Herzog’s film pays homage to Murnau’s masterpiece, but it also demonstrates how different the same story can look at different points in German history. Its Dracula is an agent of corruption who targets not just individual victims but a whole way of life: His influence spreads through Harker’s picturesque German town like a disease, or a destructive ideology, and can be defeated only by the purest of heart, embodied here by Isabelle Adjani’s Lucy Harker. As in the original, Lucy has to sacrifice herself to defeat the monster, but Herzog’s film ends even more pessimistically than the original. Dracula’s mission lives on through the infected Jonathan, and the film ends with an image of him wandering off to parts unknown. The nightmare isn’t over. 

Herzog’s film won critical acclaim and performed respectably in arthouses. But, as with the other ’79 Dracula adaptations, its impact extended beyond its first run. The DNA of all three would show up in the vampire films of the ’80s and ’90s. The most financially successful of the bunch, Love at First Bite, would cast the longest — and most dire — shadow, inspiring films that, as Vampire Movies author Charles Bramesco puts it, “nicked the fish-out-of-water premises and ambient randiness in the air from Love at First Bite. 

“Instead of sending Dracula to America,” Bramesco continues, “Transylvania 6-5000 sends a couple Americans to Dracula country in an effort to reverse-engineer success by doing the same thing but differently. And the frankly dire Once Bitten tries to Porky’s-ify the vampire genre with crotch jokes. 
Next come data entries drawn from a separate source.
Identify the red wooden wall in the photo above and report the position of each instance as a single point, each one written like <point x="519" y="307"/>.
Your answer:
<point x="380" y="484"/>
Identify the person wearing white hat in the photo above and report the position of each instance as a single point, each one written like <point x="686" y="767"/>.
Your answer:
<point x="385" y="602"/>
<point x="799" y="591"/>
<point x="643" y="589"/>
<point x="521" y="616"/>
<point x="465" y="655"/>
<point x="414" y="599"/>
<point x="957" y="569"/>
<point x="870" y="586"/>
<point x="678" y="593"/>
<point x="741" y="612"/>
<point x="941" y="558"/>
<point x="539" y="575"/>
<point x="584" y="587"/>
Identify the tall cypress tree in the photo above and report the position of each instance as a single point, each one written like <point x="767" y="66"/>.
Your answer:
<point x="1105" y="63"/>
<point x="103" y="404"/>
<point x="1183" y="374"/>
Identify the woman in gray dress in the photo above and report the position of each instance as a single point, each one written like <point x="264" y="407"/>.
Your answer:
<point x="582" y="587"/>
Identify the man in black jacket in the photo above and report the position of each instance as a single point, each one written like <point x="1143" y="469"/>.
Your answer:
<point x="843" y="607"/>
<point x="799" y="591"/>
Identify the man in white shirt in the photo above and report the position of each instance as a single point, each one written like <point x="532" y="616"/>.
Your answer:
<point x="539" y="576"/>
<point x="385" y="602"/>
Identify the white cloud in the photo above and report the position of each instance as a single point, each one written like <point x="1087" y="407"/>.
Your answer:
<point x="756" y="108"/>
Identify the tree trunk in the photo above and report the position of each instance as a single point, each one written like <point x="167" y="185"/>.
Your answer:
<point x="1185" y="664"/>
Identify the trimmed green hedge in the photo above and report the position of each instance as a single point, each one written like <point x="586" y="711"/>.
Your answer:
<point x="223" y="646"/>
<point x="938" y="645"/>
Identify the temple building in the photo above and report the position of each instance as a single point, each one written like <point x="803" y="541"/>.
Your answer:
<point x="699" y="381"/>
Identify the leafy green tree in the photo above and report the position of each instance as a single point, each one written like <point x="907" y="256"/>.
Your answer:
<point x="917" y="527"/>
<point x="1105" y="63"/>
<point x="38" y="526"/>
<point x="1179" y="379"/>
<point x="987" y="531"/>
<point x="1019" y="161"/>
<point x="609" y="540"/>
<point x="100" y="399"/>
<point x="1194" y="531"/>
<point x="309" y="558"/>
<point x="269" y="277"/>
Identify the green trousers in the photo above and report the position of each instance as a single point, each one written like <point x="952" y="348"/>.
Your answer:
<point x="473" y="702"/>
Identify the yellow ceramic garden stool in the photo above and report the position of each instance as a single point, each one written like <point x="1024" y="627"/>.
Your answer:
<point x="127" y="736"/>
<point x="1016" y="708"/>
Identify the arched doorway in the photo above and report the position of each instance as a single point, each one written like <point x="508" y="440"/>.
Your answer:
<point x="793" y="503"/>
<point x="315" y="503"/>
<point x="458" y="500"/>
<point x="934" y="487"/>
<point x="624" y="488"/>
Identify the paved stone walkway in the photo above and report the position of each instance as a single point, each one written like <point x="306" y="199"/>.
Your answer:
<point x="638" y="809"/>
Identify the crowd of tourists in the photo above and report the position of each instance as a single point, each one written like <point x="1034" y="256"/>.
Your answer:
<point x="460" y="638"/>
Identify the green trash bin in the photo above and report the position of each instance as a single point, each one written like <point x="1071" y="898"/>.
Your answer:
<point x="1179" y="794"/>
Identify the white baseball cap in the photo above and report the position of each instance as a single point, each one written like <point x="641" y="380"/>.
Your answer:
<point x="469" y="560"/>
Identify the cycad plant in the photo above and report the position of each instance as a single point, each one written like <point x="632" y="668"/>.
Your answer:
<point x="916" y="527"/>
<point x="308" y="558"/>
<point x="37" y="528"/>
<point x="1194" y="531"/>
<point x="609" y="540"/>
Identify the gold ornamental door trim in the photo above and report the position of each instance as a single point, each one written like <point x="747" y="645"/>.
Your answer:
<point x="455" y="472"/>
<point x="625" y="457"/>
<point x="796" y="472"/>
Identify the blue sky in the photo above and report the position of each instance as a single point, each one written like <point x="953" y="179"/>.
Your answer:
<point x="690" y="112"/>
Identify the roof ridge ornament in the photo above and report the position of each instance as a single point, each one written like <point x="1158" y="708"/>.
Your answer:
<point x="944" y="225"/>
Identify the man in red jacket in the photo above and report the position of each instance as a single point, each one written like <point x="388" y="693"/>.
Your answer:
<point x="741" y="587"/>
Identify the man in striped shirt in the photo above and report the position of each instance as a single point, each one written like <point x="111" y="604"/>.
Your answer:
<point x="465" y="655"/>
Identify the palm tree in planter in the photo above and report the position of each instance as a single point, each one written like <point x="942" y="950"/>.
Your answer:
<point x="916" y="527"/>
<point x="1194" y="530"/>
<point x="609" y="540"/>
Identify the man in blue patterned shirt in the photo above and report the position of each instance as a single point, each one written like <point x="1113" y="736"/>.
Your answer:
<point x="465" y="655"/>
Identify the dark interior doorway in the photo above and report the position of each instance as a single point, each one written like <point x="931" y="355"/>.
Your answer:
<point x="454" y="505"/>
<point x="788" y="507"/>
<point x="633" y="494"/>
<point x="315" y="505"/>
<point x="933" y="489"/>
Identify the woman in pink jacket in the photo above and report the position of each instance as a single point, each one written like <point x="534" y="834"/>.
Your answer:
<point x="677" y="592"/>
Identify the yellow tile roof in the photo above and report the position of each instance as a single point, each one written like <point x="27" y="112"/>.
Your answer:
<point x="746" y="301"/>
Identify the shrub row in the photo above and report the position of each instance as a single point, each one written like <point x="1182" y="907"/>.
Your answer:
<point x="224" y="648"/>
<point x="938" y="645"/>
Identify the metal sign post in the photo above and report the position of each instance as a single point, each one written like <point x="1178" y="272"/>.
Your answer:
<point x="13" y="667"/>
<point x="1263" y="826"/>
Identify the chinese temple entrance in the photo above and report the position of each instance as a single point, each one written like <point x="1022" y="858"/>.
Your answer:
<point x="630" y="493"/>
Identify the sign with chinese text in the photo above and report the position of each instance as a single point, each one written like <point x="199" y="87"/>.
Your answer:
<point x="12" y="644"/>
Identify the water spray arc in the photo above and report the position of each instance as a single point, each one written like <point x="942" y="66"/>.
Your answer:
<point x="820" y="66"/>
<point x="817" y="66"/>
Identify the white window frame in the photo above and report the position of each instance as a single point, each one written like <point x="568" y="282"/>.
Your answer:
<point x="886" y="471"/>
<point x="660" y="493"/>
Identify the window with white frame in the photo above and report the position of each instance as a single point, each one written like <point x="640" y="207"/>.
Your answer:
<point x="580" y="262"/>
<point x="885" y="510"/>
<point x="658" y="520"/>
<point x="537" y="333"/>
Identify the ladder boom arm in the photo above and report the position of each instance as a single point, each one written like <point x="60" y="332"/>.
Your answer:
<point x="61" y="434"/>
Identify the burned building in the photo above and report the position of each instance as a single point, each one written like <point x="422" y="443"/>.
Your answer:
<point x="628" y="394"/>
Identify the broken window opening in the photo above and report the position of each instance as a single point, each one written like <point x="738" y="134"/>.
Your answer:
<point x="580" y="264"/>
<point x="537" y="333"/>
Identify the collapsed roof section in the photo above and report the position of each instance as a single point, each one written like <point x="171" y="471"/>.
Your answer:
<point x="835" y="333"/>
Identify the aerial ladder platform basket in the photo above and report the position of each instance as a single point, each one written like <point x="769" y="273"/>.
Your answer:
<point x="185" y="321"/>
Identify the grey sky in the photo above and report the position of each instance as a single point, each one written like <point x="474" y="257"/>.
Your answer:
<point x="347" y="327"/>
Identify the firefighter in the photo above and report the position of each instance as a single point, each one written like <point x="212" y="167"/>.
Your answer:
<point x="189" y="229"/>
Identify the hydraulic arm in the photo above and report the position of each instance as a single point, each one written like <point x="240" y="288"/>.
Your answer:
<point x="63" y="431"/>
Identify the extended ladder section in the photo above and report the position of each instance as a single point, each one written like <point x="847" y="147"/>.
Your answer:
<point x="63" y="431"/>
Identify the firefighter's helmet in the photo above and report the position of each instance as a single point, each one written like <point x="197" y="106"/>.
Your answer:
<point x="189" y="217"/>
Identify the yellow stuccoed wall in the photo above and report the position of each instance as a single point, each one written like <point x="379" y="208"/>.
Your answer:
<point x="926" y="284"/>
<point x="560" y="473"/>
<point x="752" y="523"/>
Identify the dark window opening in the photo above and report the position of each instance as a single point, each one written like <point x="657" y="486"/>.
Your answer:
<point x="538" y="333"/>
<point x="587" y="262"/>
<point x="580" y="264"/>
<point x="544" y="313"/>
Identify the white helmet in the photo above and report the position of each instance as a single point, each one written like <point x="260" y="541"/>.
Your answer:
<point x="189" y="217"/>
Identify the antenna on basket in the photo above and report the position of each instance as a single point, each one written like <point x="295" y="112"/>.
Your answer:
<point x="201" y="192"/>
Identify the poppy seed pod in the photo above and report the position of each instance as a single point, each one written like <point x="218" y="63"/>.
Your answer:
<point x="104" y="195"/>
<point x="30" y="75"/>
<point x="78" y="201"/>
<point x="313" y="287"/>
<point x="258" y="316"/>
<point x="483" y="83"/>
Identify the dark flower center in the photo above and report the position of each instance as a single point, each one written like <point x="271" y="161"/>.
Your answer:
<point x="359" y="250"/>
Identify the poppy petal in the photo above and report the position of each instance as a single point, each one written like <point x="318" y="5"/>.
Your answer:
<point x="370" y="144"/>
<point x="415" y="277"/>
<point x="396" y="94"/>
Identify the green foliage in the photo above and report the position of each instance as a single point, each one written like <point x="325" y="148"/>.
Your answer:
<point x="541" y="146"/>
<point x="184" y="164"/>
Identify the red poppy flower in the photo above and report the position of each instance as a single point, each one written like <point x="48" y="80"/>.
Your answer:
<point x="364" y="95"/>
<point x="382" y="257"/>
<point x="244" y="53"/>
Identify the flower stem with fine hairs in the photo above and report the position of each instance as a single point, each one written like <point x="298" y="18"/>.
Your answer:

But elements of less profitable entries would find their way into films as well. Tony Scott’s The Hunger took the sexiness of the Langella Dracula to new levels of erotic intensity, setting an example followed by vampire-adjacent films such as Lifeforce and Lair of the White Worm. Its true heir, however, is the Francis Ford Coppola-directed Bram Stoker’s Dracula, which wove its romantic qualities into a coherent vision. Nosferatu’s feral take on the vampire would live on as well. The undead of The Lost Boys and Near Dark don’t share Kinski’s rodent-like appearance, but they do borrow from his viciousness. Successful or not, each introduced ideas that vampire movies would sort through and modify for years, and in some ways are still sorting through and modifying. The music made by 1979’s children of the night still lingers.